Rules of the game changing for Turkey

This could be a turning point in relations between the West and Turkey, Turkey correspondent Susanne Güsten believes in Der Tagesspiegel:

“President Erdoğan has so far acted on the assumption that Turkey is so indispensable to the West that even the superpower US has to be careful not to upset it. ... Biden is now signalling that Turkey is about to lose the West. This changes the rules of the game. The US government is banking on Turkey having no alternative to the West. ... One consequence of the Turkish-American dispute could be Erdoğan veering more towards the EU. The Turkish president needs strong partners more than ever now to help him out of his political isolation.” (UA) /

US isn't doing itself any favours

Biden is driving Turkey straight into the arms of Russia and China, counters:

“There is nothing behind the president's words, not even sanctions. However, all of this will clearly lead to a further aggravation of relations between Ankara and Washington. ... One thing is clear: against this background, the pressure exerted on Armenia by Turkey and its allies will only increase. ... And Biden will have to ask for help from Russia, which is indeed now the only guarantor of that country's security. Turkey itself will actively move closer to Moscow and Beijing. ... And that will not be good for Washington.”
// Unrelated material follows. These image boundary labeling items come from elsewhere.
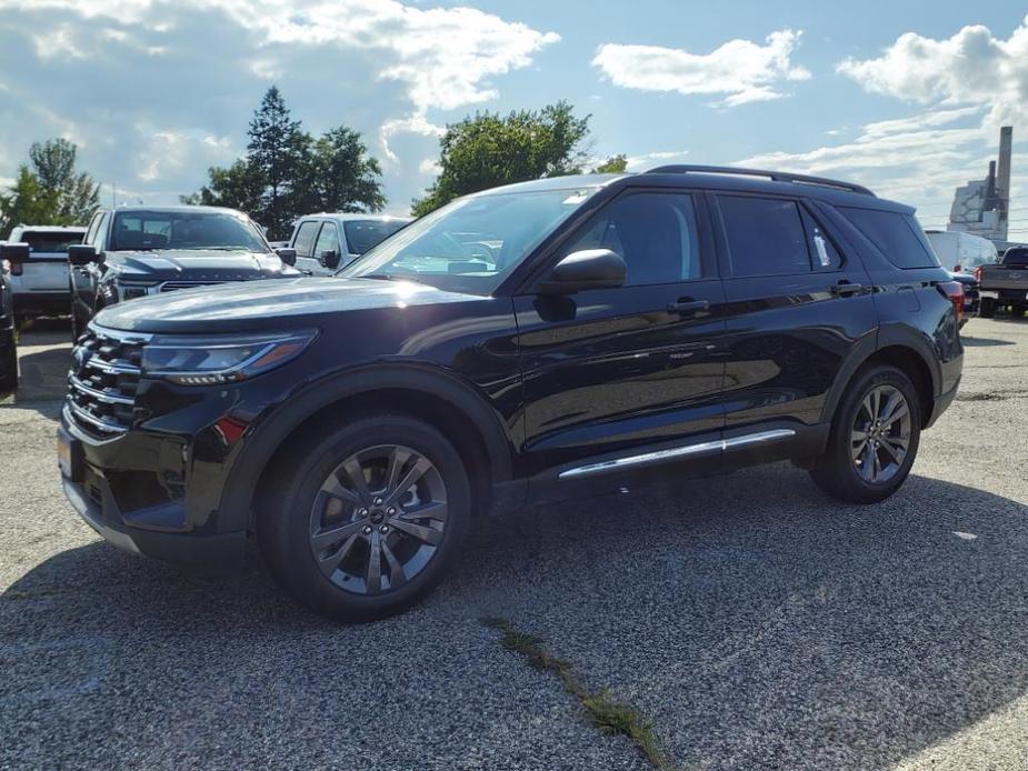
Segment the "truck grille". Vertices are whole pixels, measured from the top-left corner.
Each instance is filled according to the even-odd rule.
[[[150,336],[93,327],[78,340],[66,405],[87,433],[104,439],[132,424],[142,349]]]

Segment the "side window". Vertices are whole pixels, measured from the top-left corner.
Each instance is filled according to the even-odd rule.
[[[735,277],[810,272],[799,204],[775,198],[718,196]]]
[[[898,211],[837,207],[897,268],[937,268],[939,260],[917,220]]]
[[[628,266],[625,286],[677,283],[702,276],[692,196],[630,193],[586,223],[565,254],[610,249]]]
[[[321,252],[333,251],[339,253],[339,233],[336,231],[333,222],[326,222],[318,234],[318,243],[315,246],[313,257],[318,258]]]
[[[318,234],[318,227],[321,224],[318,220],[307,220],[300,224],[297,237],[292,242],[292,248],[297,250],[297,257],[310,257],[315,246],[315,237]]]
[[[824,228],[817,223],[805,208],[800,207],[804,229],[807,231],[807,250],[810,252],[815,270],[832,271],[842,267],[842,257],[836,249]]]

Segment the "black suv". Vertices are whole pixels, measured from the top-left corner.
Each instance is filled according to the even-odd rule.
[[[76,339],[101,308],[179,289],[299,276],[296,251],[272,251],[234,209],[119,207],[100,210],[68,249]]]
[[[954,399],[961,312],[914,211],[857,186],[515,184],[336,277],[102,311],[63,484],[116,544],[224,563],[256,533],[299,600],[375,618],[442,577],[472,519],[655,472],[791,459],[880,501]]]

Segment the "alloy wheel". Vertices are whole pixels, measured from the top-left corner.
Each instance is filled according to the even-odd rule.
[[[353,453],[328,475],[310,512],[322,574],[355,594],[399,589],[436,557],[447,524],[442,475],[399,444]]]
[[[875,386],[864,397],[850,432],[857,473],[879,484],[895,477],[910,448],[910,407],[895,386]]]

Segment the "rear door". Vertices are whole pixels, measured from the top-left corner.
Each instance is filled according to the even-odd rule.
[[[623,287],[515,298],[531,473],[720,439],[723,298],[702,197],[627,191],[552,262],[596,248],[625,259]]]
[[[717,193],[725,276],[726,438],[818,424],[832,384],[878,329],[870,280],[801,198]]]
[[[292,236],[292,248],[297,250],[297,270],[308,276],[312,276],[315,269],[321,267],[315,259],[315,243],[320,229],[321,220],[301,220]]]

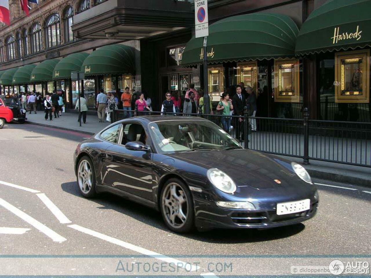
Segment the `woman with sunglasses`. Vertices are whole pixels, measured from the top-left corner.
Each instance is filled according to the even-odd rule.
[[[167,93],[165,95],[166,96],[166,99],[162,102],[161,107],[161,115],[166,115],[167,113],[175,113],[175,106],[174,105],[174,103],[171,99],[171,95],[170,93]],[[163,113],[164,112],[165,113]]]

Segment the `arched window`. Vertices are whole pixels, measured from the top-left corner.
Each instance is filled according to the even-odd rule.
[[[90,9],[90,0],[81,0],[78,6],[78,13]]]
[[[60,44],[60,19],[55,13],[45,20],[45,45],[49,48]]]
[[[24,29],[23,30],[22,36],[23,40],[23,53],[25,55],[28,54],[28,34],[27,33],[27,29]]]
[[[21,39],[21,33],[18,32],[16,36],[17,40],[17,52],[18,52],[18,58],[20,58],[22,56],[22,39]]]
[[[4,44],[2,42],[0,42],[0,62],[3,63],[5,62],[4,59]]]
[[[5,40],[5,48],[6,49],[6,58],[9,61],[15,58],[14,53],[14,37],[10,36]]]
[[[94,0],[94,6],[99,5],[101,3],[103,3],[104,2],[105,2],[107,0]]]
[[[31,35],[31,53],[36,53],[41,50],[41,25],[34,23],[30,30]]]
[[[63,16],[65,24],[65,41],[66,42],[73,40],[73,33],[71,27],[73,24],[73,9],[69,6],[65,10]]]

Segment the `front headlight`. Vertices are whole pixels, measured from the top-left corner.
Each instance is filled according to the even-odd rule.
[[[306,182],[312,184],[312,179],[311,179],[311,176],[309,175],[309,174],[305,170],[305,168],[300,164],[298,164],[295,162],[291,163],[291,166],[292,167],[294,172],[296,173],[299,178]]]
[[[236,184],[227,174],[216,168],[207,171],[207,178],[210,182],[219,190],[226,193],[233,193],[236,189]]]

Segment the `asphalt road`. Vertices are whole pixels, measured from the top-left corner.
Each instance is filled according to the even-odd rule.
[[[371,254],[371,189],[315,181],[347,189],[319,185],[317,214],[302,224],[259,231],[177,235],[167,229],[159,213],[139,204],[109,194],[92,200],[81,196],[73,153],[89,136],[30,125],[7,125],[0,130],[0,227],[30,229],[22,234],[0,234],[2,255],[134,257],[147,251],[171,257]],[[43,193],[65,216],[65,223],[42,201]],[[35,228],[34,222],[19,216],[22,212],[45,226]],[[45,226],[53,233],[52,236],[46,235]],[[87,234],[79,227],[103,235]]]

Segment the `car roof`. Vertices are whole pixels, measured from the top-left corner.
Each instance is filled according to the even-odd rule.
[[[158,122],[158,121],[163,120],[186,120],[191,121],[196,120],[207,120],[205,119],[201,118],[199,117],[190,116],[161,116],[161,115],[151,115],[150,116],[140,116],[133,118],[129,118],[131,120],[137,119],[142,121],[145,121],[148,123],[153,122]]]

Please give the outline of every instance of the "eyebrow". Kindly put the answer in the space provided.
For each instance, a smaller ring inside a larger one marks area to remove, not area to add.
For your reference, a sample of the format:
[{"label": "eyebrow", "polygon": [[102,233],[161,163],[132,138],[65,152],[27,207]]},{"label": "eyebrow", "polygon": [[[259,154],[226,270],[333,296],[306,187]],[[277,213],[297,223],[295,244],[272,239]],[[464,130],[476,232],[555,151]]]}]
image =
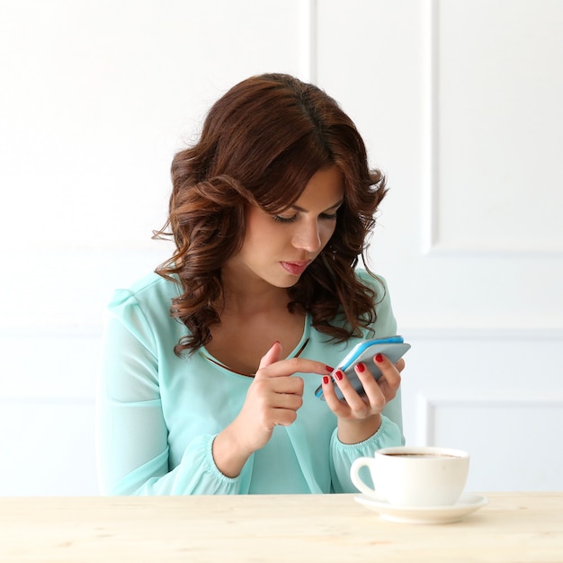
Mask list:
[{"label": "eyebrow", "polygon": [[[326,210],[324,210],[323,212],[328,211],[330,210],[334,210],[335,207],[340,207],[344,202],[344,199],[343,198],[342,200],[340,200],[340,201],[337,201],[334,205],[331,205],[330,207],[327,207]],[[302,207],[299,207],[299,205],[290,205],[290,209],[295,210],[296,211],[301,211],[302,213],[307,213],[308,212],[306,209],[304,209]]]}]

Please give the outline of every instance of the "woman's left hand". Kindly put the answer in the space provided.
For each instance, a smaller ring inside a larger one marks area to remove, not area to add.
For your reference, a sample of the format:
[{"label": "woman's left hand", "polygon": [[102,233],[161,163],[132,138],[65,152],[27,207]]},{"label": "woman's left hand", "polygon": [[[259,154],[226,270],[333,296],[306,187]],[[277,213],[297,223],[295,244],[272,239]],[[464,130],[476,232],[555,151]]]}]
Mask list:
[{"label": "woman's left hand", "polygon": [[[401,358],[393,364],[382,354],[378,354],[375,362],[382,373],[378,380],[365,363],[354,366],[365,395],[360,395],[352,387],[343,371],[335,373],[334,383],[330,378],[323,378],[323,394],[328,407],[338,416],[338,438],[344,443],[356,443],[373,435],[381,424],[385,406],[397,395],[405,361]],[[336,397],[335,385],[342,391],[344,400]]]}]

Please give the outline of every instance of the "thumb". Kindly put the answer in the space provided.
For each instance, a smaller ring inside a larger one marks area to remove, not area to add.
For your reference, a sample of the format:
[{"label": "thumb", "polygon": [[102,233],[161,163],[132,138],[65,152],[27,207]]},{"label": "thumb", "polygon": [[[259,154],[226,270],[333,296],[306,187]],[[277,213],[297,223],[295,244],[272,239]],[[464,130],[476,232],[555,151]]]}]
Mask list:
[{"label": "thumb", "polygon": [[260,365],[258,366],[259,370],[269,366],[275,362],[279,362],[282,356],[282,344],[278,340],[276,340],[273,344],[270,350],[266,352],[266,353],[262,356],[262,360],[260,360]]}]

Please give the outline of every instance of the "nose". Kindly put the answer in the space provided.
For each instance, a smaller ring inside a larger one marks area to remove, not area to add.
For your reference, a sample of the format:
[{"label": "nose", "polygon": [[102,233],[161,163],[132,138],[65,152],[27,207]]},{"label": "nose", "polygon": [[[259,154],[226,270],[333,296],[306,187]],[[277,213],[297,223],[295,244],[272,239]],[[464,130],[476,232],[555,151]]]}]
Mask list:
[{"label": "nose", "polygon": [[316,220],[299,225],[291,241],[295,248],[302,248],[308,252],[317,252],[321,247],[320,229]]}]

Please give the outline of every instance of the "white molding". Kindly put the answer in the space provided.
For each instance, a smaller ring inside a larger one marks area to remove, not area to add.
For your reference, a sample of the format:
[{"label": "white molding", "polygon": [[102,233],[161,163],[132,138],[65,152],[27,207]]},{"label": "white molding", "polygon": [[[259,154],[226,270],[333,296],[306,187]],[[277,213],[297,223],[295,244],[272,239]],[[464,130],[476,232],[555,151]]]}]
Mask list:
[{"label": "white molding", "polygon": [[455,327],[422,328],[401,326],[406,340],[460,340],[563,343],[563,327],[508,328],[508,327]]},{"label": "white molding", "polygon": [[317,78],[317,0],[303,0],[299,5],[299,32],[301,36],[302,49],[300,78],[305,82],[316,84]]},{"label": "white molding", "polygon": [[424,257],[560,259],[563,247],[503,248],[477,245],[452,246],[440,239],[440,0],[423,0],[421,253]]},{"label": "white molding", "polygon": [[23,405],[25,407],[32,407],[41,405],[43,407],[77,407],[79,405],[85,407],[94,407],[95,397],[51,397],[51,396],[19,396],[10,395],[2,397],[0,395],[0,405]]},{"label": "white molding", "polygon": [[422,253],[435,250],[438,232],[438,4],[422,4]]},{"label": "white molding", "polygon": [[451,393],[419,393],[416,398],[416,443],[420,445],[436,445],[435,413],[441,407],[455,407],[457,408],[517,408],[523,410],[532,407],[563,409],[563,395],[514,395],[512,397],[502,392],[498,396],[456,396]]}]

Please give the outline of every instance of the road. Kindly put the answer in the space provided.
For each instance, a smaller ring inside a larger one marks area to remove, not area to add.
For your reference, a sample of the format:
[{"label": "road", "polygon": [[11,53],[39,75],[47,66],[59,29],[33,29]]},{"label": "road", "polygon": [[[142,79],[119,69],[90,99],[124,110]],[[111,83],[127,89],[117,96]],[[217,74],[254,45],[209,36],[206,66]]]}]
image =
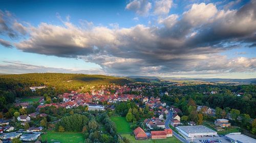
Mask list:
[{"label": "road", "polygon": [[[169,127],[169,123],[170,122],[170,119],[173,118],[173,112],[169,110],[168,110],[168,117],[167,117],[166,120],[165,120],[165,122],[164,123],[165,128],[167,129],[170,129],[170,127]],[[185,143],[189,142],[189,141],[186,140],[185,138],[181,137],[180,135],[178,134],[175,131],[173,131],[173,135],[182,142],[185,142]]]}]

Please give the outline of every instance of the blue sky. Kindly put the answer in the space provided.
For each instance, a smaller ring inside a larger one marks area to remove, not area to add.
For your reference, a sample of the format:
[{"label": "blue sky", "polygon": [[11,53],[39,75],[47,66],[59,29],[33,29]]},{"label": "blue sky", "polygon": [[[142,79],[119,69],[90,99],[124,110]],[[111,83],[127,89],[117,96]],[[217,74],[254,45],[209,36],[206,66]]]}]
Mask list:
[{"label": "blue sky", "polygon": [[0,73],[256,77],[255,1],[1,2]]}]

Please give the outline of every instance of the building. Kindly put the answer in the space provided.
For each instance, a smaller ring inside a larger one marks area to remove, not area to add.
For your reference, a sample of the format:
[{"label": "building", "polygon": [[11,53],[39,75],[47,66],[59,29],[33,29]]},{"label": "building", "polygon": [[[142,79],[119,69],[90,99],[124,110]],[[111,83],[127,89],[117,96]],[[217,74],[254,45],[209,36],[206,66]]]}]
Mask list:
[{"label": "building", "polygon": [[196,126],[197,125],[197,124],[195,122],[193,121],[190,121],[188,123],[187,123],[187,124],[188,124],[189,126]]},{"label": "building", "polygon": [[166,138],[167,133],[164,131],[151,131],[151,138],[160,139]]},{"label": "building", "polygon": [[14,127],[11,126],[10,125],[7,125],[4,127],[5,129],[5,131],[7,132],[12,131],[14,130]]},{"label": "building", "polygon": [[42,130],[42,127],[32,127],[27,130],[28,132],[39,132]]},{"label": "building", "polygon": [[225,138],[231,142],[255,143],[256,139],[244,134],[226,135]]},{"label": "building", "polygon": [[147,135],[144,130],[140,127],[137,128],[133,131],[136,139],[147,139]]},{"label": "building", "polygon": [[180,121],[180,117],[177,113],[175,113],[173,116],[173,119]]},{"label": "building", "polygon": [[215,125],[220,126],[223,128],[228,127],[231,126],[231,123],[228,123],[228,120],[226,119],[217,119],[214,123]]},{"label": "building", "polygon": [[9,125],[9,121],[0,119],[0,126],[5,126]]},{"label": "building", "polygon": [[22,121],[22,122],[26,122],[26,121],[30,121],[30,117],[28,116],[24,116],[24,115],[21,115],[18,118],[17,118],[17,119],[18,120],[18,121]]},{"label": "building", "polygon": [[5,139],[13,139],[13,138],[19,137],[22,134],[22,133],[21,133],[11,132],[5,134],[3,136],[3,137]]},{"label": "building", "polygon": [[40,133],[32,133],[25,134],[20,136],[20,139],[23,141],[34,141],[38,138],[40,136]]},{"label": "building", "polygon": [[175,127],[178,126],[178,125],[180,124],[180,121],[177,119],[172,119],[170,120],[170,125],[172,126]]},{"label": "building", "polygon": [[173,130],[170,129],[164,129],[164,131],[166,132],[166,137],[173,136]]},{"label": "building", "polygon": [[176,127],[179,132],[187,137],[201,137],[217,135],[217,132],[204,126],[185,126]]},{"label": "building", "polygon": [[104,108],[104,106],[98,105],[89,105],[88,106],[88,110],[89,111],[104,111],[105,109]]}]

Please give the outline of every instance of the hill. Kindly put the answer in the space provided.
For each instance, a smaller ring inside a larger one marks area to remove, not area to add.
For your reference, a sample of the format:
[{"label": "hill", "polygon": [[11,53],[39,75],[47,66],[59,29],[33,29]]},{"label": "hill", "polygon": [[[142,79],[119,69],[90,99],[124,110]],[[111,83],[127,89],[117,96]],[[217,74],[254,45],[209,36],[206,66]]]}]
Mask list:
[{"label": "hill", "polygon": [[123,84],[132,81],[125,78],[102,75],[68,73],[28,73],[0,75],[0,90],[31,86],[47,85],[59,89],[78,89],[87,85],[115,83]]}]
Corriere del Ticino (CH) /

A break with current doctrine

The words refer more to the present than the past, Corriere del Ticino comments:

“The use of the term genocide has the merit of intentionally strengthening a transatlantic axis in the Libyan region with the purpose of countering Turkish and Russian influence. At the same time, Biden wants to make it clear that he is determined to fight Erdoğan's destabilising position in various regions: the Caucasus, the Middle East, the Maghreb and the Balkans. In this sense, Biden's stance represents both an overcoming of political realism and a decisive break with current American political-diplomatic doctrine.”

Hürriyet (TR) /

First clean up your own front yard

Hürriyet is annoyed by a tweet from the pro-Kurdish HDP party demanding that Turkey recognise the Armenian genocide:

“The sentence 'Yes, the PKK is a terrorist organisation' is the last thing they would ever say. Yet the very same HDP instantly warbles like a nightingale when it comes to these controversial genocide allegations. And it crosses its arms in front of us and demands 'Go on, face up to the genocide!' ... Fine, but you're a party that hasn't even come close to confronting the shame of terror that is completely obvious, and still continues today. Where are you getting the courage to demand that Turkey confront what is at the very least a highly controversial historical issue? From Biden?”

Večernji list (HR) /

The term "genocide" is losing its power

Some states accuse others of genocide only to blithely continue doing business with them anyway, Večernji list criticises:

“The US and Britain call China's actions in Xinjiang genocide; the day before yesterday, the US administration used the same term to describe the massacre of the Armenians in the Ottoman Empire 100 years ago. France was denounced a few years ago for its role in the genocide in Rwanda, and in neighbouring Bosnia and Herzegovina politicians call the Republika Srpska government 'genocidists'. Interesting: governments that accuse each other of genocide often cooperate on issues of greater importance - which could lead to a decline in the significance of the charge of genocide.”